ISSX 2013 - Repaglinide Case Study

Published:  29 September 2013

High-resolution mass spectrometry for rapid metabolite characterization and reaction phenotyping: a case study with repaglinide 

Assessing the involvement of specific cytochrome P450 (P450) enzymes in biotransformation of a drug is an important step in evaluating overall disposition and victim potential for clinically-relevant drug-drug interactions. Current methods for biotransformation pathway identification (reaction phenotyping) rely on prior knowledge of metabolites, biotransformation routes, and availability of metabolite reference standards or radioisotopically-labeled drug. Synthesis of metabolite standards and radiolabeled compounds is time-consuming and expensive and the material is typically not available in early preclinical testing. Reaction phenotyping can be achieved by monitoring loss of the parent drug, but that approach suffers from a lack of specificity. Consequently, it is preferable to monitor the formation of one or more metabolites to obtain a comprehensive biotransformation map for the drug of interest. In general, this requires radiolabeled drug or metabolite reference standard material, potentially adding several months to the drug development timeline before biotransformation pathway assignments can be made.
 
High-resolution mass spectrometry (HRMS) is a powerful tool for a priori metabolite profiling and characterization because complex data sets comprising information on all of the components in a sample, within a specified mass range, are acquired. HRMS data can be employed for relative quantitation of all detected components and have potential for derivation of earlier stage reaction phenotyping information without the need for metabolite reference standards.
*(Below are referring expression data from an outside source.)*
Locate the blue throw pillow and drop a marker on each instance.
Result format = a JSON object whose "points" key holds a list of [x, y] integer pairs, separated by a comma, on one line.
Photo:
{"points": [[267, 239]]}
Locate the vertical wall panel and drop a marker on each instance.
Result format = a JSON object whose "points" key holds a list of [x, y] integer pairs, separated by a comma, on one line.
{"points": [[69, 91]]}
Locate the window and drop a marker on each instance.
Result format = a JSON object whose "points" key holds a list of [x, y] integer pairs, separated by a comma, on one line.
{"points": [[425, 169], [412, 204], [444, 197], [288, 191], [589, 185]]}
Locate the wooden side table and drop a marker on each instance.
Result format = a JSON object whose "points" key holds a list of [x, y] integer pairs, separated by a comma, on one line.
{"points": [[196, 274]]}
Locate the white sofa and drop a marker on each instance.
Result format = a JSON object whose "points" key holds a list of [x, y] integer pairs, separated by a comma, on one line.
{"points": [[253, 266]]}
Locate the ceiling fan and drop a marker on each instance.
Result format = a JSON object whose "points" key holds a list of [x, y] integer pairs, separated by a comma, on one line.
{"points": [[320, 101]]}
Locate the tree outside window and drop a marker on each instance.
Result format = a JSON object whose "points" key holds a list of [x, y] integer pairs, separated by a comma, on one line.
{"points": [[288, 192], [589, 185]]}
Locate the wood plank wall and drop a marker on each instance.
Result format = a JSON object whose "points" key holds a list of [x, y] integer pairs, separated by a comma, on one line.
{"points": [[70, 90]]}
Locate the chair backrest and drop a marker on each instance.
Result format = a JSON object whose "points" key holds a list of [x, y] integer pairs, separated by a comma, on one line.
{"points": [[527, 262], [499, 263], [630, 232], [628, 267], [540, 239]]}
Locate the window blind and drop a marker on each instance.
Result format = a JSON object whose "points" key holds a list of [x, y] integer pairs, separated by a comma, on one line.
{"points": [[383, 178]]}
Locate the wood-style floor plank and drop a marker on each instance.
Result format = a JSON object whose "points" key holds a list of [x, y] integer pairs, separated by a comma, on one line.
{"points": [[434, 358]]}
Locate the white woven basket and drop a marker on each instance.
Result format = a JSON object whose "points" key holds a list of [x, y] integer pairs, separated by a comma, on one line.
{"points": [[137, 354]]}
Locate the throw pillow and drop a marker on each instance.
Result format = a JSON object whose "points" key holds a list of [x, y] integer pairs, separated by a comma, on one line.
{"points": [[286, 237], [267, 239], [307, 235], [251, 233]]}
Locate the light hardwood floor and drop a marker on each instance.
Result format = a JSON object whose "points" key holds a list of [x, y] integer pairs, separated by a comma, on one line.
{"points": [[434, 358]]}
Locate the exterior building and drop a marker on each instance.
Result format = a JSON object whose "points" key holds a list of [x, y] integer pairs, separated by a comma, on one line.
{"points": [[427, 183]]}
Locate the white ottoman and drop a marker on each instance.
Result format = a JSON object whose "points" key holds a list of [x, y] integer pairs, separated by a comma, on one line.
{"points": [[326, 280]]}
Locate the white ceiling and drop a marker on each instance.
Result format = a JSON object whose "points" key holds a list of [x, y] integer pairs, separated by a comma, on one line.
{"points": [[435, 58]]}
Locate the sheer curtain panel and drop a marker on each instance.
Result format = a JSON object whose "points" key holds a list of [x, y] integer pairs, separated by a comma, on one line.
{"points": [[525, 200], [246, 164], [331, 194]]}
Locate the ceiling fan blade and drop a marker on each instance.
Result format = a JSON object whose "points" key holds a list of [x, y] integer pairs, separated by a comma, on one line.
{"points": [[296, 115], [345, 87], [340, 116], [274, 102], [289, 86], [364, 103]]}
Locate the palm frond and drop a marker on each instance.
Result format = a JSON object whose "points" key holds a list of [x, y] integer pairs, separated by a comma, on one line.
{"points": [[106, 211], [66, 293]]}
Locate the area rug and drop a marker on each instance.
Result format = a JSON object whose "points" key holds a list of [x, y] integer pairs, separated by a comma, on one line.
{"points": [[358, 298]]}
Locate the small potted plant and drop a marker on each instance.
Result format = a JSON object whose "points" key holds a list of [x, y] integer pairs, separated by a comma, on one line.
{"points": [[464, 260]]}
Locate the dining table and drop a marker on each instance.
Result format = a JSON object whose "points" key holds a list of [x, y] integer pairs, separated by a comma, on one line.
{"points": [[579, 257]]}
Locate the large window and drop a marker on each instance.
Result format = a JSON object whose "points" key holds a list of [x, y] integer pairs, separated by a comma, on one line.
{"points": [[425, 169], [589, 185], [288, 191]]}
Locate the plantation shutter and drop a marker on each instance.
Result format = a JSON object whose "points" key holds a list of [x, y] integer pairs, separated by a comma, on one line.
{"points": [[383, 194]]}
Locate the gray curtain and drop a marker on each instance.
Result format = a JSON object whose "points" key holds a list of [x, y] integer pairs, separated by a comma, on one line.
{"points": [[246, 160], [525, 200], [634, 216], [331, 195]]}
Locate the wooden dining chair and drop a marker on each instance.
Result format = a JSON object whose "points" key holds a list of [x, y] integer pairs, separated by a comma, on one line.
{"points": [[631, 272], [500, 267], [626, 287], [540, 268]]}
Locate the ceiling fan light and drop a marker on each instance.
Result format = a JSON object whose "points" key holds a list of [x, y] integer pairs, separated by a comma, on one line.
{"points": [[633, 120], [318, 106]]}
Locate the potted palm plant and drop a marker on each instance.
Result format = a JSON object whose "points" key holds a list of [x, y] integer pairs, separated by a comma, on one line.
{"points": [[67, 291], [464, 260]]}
In the present study, the prandial glucose regulator repaglinide was incubated with various in vitro reaction phenotyping test systems, and the samples were analyzed by HRMS metabolite profiling approaches to characterize all of the repaglinide metabolites formed. Relative amounts of each individual metabolite detected in different incubation test systems were compared to establish relationships between specific P450 enzymes and repaglinide metabolites. In the absence of metabolite reference standards, the abundance values were not compared across different metabolites since ionization efficiency for each metabolite is unknown. The approach was assessed for its suitability for rapid determination of specific biotransformation pathways for a drug in development without the additional time and cost associated with generating radiolabeled drug or metabolite reference standards.